Metadata-Version: 2.4
Name: orca-verify
Version: 0.1.0
Summary: Your agent proposes. Orca verifies. You decide. A drop-in verification layer for LLM/agent outputs.
Author: Carlos
License: MIT
Project-URL: Homepage, https://github.com/aisona-lab/OrcaI
Project-URL: Source, https://github.com/aisona-lab/OrcaI
Project-URL: Issues, https://github.com/aisona-lab/OrcaI/issues
Keywords: llm,agents,verification,guardrails,grounding,ai,rag
Classifier: Development Status :: 4 - Beta
Classifier: Intended Audience :: Developers
Classifier: License :: OSI Approved :: MIT License
Classifier: Programming Language :: Python :: 3
Classifier: Programming Language :: Python :: 3.11
Classifier: Programming Language :: Python :: 3.12
Classifier: Topic :: Scientific/Engineering :: Artificial Intelligence
Classifier: Topic :: Software Development :: Quality Assurance
Classifier: Typing :: Typed
Requires-Python: >=3.11
Description-Content-Type: text/markdown
License-File: LICENSE
Requires-Dist: pydantic>=2
Provides-Extra: anthropic
Requires-Dist: anthropic>=0.39; extra == "anthropic"
Provides-Extra: openai
Requires-Dist: openai>=1.40; extra == "openai"
Provides-Extra: local
Requires-Dist: httpx>=0.27; extra == "local"
Provides-Extra: dev
Requires-Dist: pytest>=8; extra == "dev"
Requires-Dist: pytest-cov>=5; extra == "dev"
Requires-Dist: ruff>=0.6; extra == "dev"
Dynamic: license-file

<div align="center">

# Orca

**Your agent proposes. Orca verifies. You decide.**

A drop-in, framework-agnostic verification layer for LLM and agent outputs in Python.

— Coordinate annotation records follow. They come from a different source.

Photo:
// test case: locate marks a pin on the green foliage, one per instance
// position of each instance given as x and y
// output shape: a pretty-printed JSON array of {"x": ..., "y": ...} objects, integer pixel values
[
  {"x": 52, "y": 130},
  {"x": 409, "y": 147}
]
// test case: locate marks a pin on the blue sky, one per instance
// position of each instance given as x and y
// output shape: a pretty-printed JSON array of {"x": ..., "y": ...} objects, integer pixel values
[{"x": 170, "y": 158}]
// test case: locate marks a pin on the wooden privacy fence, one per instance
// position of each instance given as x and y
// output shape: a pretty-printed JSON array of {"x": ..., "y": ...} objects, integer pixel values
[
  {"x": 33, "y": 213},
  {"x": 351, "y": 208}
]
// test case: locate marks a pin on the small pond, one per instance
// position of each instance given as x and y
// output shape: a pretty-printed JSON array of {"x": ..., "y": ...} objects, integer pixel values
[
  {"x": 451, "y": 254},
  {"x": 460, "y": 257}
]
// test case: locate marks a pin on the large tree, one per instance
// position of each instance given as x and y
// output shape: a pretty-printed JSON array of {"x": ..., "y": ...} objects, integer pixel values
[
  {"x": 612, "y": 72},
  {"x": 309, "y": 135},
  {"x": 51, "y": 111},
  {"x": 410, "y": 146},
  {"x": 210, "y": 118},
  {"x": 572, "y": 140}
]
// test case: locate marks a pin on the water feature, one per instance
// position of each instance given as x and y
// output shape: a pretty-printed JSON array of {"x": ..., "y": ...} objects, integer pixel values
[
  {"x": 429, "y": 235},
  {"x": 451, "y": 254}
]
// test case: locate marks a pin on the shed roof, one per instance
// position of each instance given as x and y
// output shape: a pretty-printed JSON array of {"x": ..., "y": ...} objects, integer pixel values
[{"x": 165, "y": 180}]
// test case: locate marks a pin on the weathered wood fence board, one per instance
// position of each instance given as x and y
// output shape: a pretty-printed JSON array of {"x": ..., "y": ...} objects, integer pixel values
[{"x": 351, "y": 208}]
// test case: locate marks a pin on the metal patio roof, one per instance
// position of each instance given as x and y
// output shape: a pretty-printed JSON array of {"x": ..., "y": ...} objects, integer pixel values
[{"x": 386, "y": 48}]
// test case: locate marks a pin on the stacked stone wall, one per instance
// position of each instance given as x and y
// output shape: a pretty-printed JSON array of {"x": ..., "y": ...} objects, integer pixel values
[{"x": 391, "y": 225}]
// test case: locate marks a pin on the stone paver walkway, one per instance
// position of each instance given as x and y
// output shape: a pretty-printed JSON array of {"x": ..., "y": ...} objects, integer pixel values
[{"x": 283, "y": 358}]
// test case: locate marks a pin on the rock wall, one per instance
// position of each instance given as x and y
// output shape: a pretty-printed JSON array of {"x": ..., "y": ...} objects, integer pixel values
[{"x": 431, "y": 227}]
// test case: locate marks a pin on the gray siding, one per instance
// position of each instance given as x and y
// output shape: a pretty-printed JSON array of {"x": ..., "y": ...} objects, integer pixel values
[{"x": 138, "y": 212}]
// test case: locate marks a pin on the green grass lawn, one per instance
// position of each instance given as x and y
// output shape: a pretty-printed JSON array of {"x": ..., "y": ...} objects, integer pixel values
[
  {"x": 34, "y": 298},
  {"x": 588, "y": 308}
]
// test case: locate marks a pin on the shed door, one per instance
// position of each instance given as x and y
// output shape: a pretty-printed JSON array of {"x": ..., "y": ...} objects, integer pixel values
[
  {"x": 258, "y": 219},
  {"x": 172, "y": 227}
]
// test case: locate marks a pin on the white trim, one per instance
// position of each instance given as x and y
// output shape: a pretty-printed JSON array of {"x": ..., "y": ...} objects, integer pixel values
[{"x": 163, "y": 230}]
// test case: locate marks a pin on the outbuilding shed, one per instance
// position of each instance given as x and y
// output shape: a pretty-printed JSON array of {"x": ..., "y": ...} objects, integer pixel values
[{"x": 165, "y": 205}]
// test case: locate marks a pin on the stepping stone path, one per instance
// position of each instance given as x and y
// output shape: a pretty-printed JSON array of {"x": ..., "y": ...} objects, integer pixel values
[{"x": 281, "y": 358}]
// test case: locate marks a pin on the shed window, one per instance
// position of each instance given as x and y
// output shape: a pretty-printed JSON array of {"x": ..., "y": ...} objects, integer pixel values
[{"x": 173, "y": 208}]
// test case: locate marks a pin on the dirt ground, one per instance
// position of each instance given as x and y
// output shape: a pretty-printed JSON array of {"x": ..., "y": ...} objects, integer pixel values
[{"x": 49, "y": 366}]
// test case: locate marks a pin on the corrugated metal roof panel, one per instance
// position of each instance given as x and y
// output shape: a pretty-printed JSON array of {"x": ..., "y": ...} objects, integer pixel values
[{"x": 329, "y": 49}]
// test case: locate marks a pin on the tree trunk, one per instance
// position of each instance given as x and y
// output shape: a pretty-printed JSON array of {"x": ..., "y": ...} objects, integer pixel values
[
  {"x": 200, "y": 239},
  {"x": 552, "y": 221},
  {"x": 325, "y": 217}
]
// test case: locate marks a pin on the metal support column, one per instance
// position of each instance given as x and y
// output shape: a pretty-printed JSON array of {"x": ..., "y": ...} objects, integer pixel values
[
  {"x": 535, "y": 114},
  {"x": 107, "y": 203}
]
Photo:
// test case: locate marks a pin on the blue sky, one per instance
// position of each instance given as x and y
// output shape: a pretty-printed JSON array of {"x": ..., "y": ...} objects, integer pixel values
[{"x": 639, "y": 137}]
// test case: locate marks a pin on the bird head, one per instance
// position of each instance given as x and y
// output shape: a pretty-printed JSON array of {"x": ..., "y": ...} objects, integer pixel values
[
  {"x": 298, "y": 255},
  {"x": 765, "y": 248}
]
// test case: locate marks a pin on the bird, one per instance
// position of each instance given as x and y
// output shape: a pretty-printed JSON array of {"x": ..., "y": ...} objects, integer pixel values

[![CI](https://github.com/aisona-lab/OrcaI/actions/workflows/ci.yml/badge.svg)](https://github.com/aisona-lab/OrcaI/actions)
![Python](https://img.shields.io/badge/python-3.11%2B-blue)
![License](https://img.shields.io/badge/license-MIT-green)

</div>

## Why Orca

Everyone ships AI agents. Almost everyone ships only the happy path: prompt, model, output, use it. Orca is the layer most projects skip, the one that makes an output trustworthy before it leaves your system.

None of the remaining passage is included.